(204 days)
A patient examination glove is a disposable device intended for medical purposes that is worn on the examiner's hand or finger to prevent contamination between patient and examiner.
POWDER-FREE LATEX EXAM GLOVES, WITH PROTEIN LABELING (50 ug/g or less)
This document is a 510(k) Pre-market Notification for Powder-Free Latex Exam Gloves. The information provided outlines the device's characteristics and its substantial equivalence to previously approved devices. However, it does not contain the type of detailed information typically found in a study proving a device meets specific acceptance criteria in the context of AI/ML or complex diagnostics. Instead, it focuses on compliance with established standards for medical gloves.
Given this context, I will interpret "acceptance criteria" as the performance standards outlined for medical gloves and "study" as the testing reported in the 510(k) summary. Many of the requested fields (like sample size for test set, data provenance, number of experts, adjudication methods, MRMC studies, training set, etc.) are not applicable to this type of device and submission.
Here's the information extracted and interpreted based on the provided document:
Acceptance Criteria and Reported Device Performance
| Acceptance Criteria / Standard | Reported Device Performance |
|---|---|
| Physical Properties: | |
| ASTM D 5712-95 | Met or exceeded |
| ASTM D 3578-01 | Met or exceeded |
| ASTM D 6124-97 | Met or exceeded |
| ASTM D 5151-00 | Met or exceeded |
| ISO 2859 | Met or exceeded |
| Biocompatibility: | |
| Cytotoxicity (Agar Diffusion) | Successful Results |
| Dermal Sensitization | Successful Results |
| Primary Skin Irritation | Successful Results |
| Protein Labeling: | 50 ug/g or less |
Study Details (as applicable to this device type)
-
Sample size used for the test set and the data provenance:
- Sample Size: Not specified in the provided document. The standards listed (e.g., ASTM D 5712-95, ISO 2859) define specific sampling plans and test methods, but the number of units tested is not reported here.
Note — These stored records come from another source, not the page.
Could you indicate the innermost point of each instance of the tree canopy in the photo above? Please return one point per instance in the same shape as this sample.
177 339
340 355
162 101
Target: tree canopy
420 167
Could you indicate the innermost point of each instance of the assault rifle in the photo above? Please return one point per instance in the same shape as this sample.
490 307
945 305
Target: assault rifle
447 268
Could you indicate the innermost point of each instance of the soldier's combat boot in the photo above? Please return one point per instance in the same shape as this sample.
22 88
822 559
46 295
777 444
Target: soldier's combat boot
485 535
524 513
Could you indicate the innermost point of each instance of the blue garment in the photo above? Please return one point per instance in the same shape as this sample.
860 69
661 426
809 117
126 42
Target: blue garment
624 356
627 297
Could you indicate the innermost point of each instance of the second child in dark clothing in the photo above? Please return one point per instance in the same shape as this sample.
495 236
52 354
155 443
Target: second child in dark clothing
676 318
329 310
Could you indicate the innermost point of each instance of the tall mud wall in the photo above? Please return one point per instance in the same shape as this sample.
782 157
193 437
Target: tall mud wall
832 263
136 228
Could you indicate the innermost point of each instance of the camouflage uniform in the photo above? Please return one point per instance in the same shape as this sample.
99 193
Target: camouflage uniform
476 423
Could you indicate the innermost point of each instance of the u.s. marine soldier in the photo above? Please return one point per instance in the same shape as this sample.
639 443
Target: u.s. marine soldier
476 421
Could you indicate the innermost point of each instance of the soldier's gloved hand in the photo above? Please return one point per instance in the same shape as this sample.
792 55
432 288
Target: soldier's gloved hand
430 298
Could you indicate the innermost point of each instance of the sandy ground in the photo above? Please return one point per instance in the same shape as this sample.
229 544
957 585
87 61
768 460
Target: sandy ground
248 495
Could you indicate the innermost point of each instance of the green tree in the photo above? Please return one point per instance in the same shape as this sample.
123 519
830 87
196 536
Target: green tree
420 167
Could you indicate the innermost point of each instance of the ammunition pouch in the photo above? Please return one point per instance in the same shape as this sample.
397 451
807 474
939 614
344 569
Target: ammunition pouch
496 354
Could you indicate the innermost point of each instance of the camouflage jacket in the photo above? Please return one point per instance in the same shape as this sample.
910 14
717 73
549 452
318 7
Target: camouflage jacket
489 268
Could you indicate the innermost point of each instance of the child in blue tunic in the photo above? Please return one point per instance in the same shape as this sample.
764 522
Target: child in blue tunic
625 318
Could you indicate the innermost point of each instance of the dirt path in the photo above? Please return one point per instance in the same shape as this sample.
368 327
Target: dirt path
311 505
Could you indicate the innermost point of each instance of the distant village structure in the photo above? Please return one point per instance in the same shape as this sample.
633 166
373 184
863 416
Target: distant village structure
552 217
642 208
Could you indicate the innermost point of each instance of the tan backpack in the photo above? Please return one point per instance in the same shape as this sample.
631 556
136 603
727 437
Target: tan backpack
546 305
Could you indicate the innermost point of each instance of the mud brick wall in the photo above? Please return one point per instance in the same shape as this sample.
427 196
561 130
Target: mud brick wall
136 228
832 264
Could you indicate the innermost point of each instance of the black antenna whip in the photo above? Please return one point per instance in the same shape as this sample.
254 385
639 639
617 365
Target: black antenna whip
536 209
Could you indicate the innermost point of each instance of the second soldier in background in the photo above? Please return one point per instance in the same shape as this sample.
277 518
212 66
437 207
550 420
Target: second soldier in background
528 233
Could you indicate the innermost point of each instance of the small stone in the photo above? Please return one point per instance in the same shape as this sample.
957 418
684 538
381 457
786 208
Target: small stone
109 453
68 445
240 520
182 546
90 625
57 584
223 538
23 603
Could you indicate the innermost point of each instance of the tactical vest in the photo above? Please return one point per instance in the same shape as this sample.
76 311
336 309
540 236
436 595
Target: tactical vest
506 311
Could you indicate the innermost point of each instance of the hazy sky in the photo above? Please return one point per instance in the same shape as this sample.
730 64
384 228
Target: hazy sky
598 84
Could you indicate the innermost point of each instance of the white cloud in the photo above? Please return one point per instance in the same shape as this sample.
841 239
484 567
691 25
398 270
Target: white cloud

- Data Provenance: The device is manufactured by HYCARE INTERNATIONAL CO., LTD. in Hat-Yai, Songkhla, Thailand. The testing would have been conducted by or for this manufacturer. The document doesn't specify if the data is retrospective or prospective, but typically for this type of product, it would be prospective testing of manufactured samples.
-
Number of experts used to establish the ground truth for the test set and the qualifications of those experts:
- Not Applicable. For medical gloves, "ground truth" as a concept for expert assessment (e.g., of images or diagnoses) is not relevant. Performance is determined by objective physical and chemical testing against established standards.
-
Adjudication method for the test set:
- Not Applicable. Adjudication methods like 2+1 or 3+1 are used for expert review of complex data (e.g., medical images). For medical gloves, adherence to standards is determined by direct measurement and observation during testing, not by expert consensus or adjudication.
-
If a multi reader multi case (MRMC) comparative effectiveness study was done, If so, what was the effect size of how much human readers improve with AI vs without AI assistance:
- Not Applicable. This is a medical device (latex examination gloves), not an AI/ML diagnostic tool or an imaging system. MRMC studies are not relevant to its evaluation.
-
If a standalone (i.e. algorithm only without human-in-the-loop performance) was done:
- Not Applicable. This is a physical medical device, not an algorithm.
-
The type of ground truth used:
- For this device, "ground truth" is defined by the objective specifications and quantifiable limits set by international and national standards (e.g., ASTM D 5712-95 for tensile strength, elongation, etc.; ASTM D 6124-97 for extractable protein levels; ISO 2859 for sampling procedures and acceptance quality limits). Biocompatibility is assessed based on in vitro and in vivo (animal, not human) tests with established criteria for response.
-
The sample size for the training set:
- Not Applicable. This device does not involve machine learning; therefore, there is no "training set."
-
How the ground truth for the training set was established:
- Not Applicable. As there is no training set, this question is not relevant.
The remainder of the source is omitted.